言讫,祇霜秀眉一拧,鼻子微皱,似泣非泣。秋水摇翠,摇摇欲坠。顾盼生辉,生生不已。
祇霜薄怒,一鞭子抽在骆驼上。骆驼吃痛,就要尥蹶子飞跑起来。说是迟,那时快,离得近了,祇霜直接一脚踹在了弗夜肩上,讪笑道:“居然嫌我聒噪,凭你也配!气死我了,格老子的!要不是在幻境里,姑奶奶惜得跟你说嘴!哼!”
弗夜还扯着骆驼缰绳,差点儿就被拖着跑。祇霜见状,捂着嘴,笑得舒心痛快。流丽的曼陀罗光辉之中,如雨如神,妖冶难状,迹类褒姒。
弗夜倒是被她这个劣童做派气笑了!悻悻地掸了掸沾衣的流沙。
然而报应来的就是这样快。
骆驼被抽了两鞭子,疯也似的尥蹶子飞驰。
祇霜在上面如飘摇的风枝,招招摇摇,吓得哀天叫地,魂飞魄散。
弗夜应声急起直追,借力赶紧划跪了过去,抽出匕首割断了骆驼的后蹄,骆驼跪倒在地,祇霜被弹飞了出去,弗夜赶紧接住。二人顺着沙丘滚了几十个囫囵圈儿,几乎已经被甩得脑袋空空了!
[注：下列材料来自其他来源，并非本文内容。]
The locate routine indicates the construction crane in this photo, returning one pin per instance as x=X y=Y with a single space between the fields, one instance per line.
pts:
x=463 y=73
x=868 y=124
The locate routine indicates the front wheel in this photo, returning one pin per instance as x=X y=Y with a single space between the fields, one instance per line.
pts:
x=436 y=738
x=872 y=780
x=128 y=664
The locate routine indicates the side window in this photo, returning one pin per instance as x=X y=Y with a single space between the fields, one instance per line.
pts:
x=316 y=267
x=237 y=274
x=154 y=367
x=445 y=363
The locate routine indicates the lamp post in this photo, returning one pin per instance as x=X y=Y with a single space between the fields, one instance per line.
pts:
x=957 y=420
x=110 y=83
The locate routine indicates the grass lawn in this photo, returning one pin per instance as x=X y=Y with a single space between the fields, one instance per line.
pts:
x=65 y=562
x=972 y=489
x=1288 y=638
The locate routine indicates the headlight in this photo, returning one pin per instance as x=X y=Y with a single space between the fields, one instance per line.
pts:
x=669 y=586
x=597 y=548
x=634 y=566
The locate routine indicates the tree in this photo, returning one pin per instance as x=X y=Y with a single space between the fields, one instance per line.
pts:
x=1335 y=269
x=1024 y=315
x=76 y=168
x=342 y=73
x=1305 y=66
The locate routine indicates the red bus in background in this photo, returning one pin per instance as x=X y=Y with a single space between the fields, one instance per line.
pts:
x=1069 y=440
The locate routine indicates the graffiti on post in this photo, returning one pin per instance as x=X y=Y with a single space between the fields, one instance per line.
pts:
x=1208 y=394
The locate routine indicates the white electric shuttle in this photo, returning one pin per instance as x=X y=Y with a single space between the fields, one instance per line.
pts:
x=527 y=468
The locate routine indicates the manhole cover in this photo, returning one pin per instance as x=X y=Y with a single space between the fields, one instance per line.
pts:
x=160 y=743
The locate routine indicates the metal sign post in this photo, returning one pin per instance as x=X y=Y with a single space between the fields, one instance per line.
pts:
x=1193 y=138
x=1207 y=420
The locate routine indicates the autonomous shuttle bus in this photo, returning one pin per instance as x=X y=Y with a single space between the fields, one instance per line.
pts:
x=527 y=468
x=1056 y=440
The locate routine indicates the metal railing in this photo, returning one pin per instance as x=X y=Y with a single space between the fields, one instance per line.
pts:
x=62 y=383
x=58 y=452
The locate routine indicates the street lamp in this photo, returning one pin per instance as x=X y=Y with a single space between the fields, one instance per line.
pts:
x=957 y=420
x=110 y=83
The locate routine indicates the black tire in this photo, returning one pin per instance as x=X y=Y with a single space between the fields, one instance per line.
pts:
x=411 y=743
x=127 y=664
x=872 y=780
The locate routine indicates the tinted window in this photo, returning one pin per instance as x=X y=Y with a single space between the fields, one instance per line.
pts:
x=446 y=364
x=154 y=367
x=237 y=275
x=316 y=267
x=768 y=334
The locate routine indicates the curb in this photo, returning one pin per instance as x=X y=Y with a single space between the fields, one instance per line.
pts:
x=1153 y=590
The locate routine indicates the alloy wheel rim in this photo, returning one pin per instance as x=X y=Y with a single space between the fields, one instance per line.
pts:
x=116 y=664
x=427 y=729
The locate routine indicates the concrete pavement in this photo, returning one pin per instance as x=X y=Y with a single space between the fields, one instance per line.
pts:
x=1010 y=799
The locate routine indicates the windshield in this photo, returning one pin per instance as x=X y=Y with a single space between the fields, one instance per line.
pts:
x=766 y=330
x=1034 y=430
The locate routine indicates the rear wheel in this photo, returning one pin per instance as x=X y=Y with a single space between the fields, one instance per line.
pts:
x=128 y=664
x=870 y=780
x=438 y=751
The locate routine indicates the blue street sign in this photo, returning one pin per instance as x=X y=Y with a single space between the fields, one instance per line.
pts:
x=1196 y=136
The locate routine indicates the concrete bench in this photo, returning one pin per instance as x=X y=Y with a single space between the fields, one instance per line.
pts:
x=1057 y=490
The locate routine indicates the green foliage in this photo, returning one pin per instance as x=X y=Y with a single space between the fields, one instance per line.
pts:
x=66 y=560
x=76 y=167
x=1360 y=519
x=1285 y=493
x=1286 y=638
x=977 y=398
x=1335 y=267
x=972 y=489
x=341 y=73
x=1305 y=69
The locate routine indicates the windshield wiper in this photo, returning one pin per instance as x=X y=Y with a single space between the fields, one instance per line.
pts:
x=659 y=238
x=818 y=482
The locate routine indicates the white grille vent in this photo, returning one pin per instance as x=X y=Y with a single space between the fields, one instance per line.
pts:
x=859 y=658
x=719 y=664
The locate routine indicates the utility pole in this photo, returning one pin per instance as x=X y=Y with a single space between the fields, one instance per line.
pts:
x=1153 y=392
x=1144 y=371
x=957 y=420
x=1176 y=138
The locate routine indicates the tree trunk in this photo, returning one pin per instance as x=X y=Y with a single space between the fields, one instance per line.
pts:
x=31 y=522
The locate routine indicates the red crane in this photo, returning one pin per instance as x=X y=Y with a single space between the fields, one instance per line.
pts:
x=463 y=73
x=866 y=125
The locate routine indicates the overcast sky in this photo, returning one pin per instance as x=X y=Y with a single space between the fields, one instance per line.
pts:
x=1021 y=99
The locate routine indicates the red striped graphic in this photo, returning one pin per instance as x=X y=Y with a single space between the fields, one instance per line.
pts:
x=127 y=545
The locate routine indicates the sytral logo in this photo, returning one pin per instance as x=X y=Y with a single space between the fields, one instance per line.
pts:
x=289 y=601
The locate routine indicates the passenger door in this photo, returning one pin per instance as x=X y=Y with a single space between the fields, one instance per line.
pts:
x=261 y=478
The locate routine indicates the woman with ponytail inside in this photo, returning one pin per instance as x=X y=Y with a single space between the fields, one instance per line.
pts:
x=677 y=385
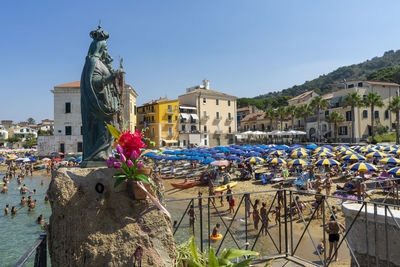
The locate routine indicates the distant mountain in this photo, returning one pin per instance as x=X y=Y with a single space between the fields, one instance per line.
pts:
x=384 y=68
祇霜劫后余生,大惊大喜,又哭又笑,拍打在弗夜胸前,道:“你胳膊肘压死我了。”
弗夜的脸上被流沙割破了几条细长的血丝,此时抿唇不言不笑,光影之下,仿佛玉面阎罗般可怖。
祇霜顿时愣住了,眼珠子咕噜咕噜地乱转,像是被噎住了一般,憋红了小脸蛋,连话都说不囫囵了,吓得挪了个屁股墩儿,戳了戳自己的脸颊,道:“你脸上伤着了,一定很疼吧。”
弗夜听她这还算客气的态度,也是比较受用,恶狠狠地瞥了她一眼,道:“我现在是你救命恩人,你还嫌我重!胳膊没断呢,就赶紧扶我起来。”
祇霜垂了眼睫,吐了吐舌头,心里那是腹诽一百遍,但还是乖巧顺从地努力把人支棱起来。嘴上可就没有那么良善了,撇撇嘴,笑道:“这是梦啊!哪里会有事啊!呵呵呵。”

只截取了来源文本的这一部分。